RW> MD5 (or any other hashing algorithm) is a lot more expensive
RW> than a comparison and especially so if MD5 needs to process 2G
RW> of data while the comparison would only need 8K.
You make several unfounded assumptions here. [...]
Two, that the number of comparisons is small. The more comparisons you
have, the more the advantage goes to the hashing algorithm. If you have
2 files, it is best to read the first 8K of each and compare them,
since, as you note, odds are that any differences will appear early on.
If you have 1000 files, reading the first 8K of each file for
comparison purposes means a great deal of seeking and reading;
It's about the same amount of seeking and a lot less reading than
computing a hash of each of the 1000 files. At least if the files are a
lot larger than 8k.
and then you either store the first 8K, leading to a large working set
(and the first time you swap, you've lost anything you won by avoiding
calculating hashes),
8k * 1000 is 8 MB. That's negligible. And you only have to store this if
there are actually 1000 files of the same size.

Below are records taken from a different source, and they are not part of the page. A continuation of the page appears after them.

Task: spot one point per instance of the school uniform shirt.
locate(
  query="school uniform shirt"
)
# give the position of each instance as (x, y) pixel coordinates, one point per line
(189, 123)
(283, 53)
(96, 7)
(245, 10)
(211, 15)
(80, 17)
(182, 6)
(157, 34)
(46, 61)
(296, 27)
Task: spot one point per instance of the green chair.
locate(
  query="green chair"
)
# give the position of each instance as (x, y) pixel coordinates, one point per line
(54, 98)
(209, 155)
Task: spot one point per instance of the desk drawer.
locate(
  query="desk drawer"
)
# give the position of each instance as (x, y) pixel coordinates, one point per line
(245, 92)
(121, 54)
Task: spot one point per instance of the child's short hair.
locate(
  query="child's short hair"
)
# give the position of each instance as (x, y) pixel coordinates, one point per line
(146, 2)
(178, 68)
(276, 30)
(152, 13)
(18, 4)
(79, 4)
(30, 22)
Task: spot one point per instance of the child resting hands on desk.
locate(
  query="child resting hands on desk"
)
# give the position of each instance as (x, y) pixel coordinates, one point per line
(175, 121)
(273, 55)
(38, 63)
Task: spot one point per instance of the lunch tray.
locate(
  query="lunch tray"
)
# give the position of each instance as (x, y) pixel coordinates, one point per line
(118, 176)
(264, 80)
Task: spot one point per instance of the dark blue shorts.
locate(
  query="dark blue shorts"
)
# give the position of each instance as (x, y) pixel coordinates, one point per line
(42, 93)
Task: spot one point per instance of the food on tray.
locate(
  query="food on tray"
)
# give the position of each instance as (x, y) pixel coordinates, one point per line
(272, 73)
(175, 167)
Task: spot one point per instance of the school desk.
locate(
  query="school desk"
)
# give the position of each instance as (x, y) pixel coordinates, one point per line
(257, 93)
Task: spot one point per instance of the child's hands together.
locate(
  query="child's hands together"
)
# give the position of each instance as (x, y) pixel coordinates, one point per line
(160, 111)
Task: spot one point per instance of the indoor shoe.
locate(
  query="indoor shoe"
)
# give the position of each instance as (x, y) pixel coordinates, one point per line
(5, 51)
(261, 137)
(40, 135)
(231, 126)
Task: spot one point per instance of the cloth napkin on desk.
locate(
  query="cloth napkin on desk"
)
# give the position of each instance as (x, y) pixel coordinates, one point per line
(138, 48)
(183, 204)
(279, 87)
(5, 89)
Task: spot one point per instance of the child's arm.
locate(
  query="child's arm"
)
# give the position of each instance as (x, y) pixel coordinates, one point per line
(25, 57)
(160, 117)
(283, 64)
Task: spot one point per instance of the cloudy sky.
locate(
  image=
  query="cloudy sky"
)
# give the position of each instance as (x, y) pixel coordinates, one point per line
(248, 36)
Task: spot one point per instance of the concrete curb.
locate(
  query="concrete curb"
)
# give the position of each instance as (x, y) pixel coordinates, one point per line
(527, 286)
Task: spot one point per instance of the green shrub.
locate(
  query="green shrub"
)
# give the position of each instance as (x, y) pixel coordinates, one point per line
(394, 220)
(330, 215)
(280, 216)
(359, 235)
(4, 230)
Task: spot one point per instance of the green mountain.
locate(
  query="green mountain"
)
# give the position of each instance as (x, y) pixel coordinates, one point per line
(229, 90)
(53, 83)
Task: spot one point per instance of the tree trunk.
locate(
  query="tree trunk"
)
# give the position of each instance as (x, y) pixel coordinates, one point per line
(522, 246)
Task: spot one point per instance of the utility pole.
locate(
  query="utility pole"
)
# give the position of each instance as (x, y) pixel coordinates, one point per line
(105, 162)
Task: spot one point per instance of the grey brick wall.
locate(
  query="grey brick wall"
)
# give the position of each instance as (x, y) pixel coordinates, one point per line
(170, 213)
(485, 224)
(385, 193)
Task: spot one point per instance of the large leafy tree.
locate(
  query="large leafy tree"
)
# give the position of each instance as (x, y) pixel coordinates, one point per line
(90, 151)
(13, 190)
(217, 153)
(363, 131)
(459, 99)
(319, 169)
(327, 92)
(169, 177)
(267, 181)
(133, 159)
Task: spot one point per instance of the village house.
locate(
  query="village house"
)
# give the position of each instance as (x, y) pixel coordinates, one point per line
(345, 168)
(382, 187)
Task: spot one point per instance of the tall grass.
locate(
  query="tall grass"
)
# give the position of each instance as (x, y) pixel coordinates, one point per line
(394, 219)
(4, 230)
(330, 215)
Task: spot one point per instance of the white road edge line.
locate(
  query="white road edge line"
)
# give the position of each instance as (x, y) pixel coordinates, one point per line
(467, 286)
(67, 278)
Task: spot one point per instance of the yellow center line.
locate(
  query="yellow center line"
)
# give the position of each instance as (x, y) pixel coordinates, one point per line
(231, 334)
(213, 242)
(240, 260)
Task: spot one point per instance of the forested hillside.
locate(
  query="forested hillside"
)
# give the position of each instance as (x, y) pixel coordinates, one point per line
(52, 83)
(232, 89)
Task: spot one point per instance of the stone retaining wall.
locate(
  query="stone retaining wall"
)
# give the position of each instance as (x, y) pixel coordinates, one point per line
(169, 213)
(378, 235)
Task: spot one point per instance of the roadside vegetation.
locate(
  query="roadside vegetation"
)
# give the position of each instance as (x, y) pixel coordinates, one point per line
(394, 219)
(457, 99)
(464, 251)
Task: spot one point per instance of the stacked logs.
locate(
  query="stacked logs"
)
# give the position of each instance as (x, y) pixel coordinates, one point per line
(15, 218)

There is also a hybrid approach:
For each group of files of the same size, you could initially read only
the first 8k (or some other size large enough to find the first
difference with a high probability, but small enough to be dwarfed by
the overhead of open(2)), and if those are the identical, switch to
computing a hash (and as Ben said, you can use something like SHA512 -
where a collision is IMHO less likely than a false positive due to a
hardware or software error).
hp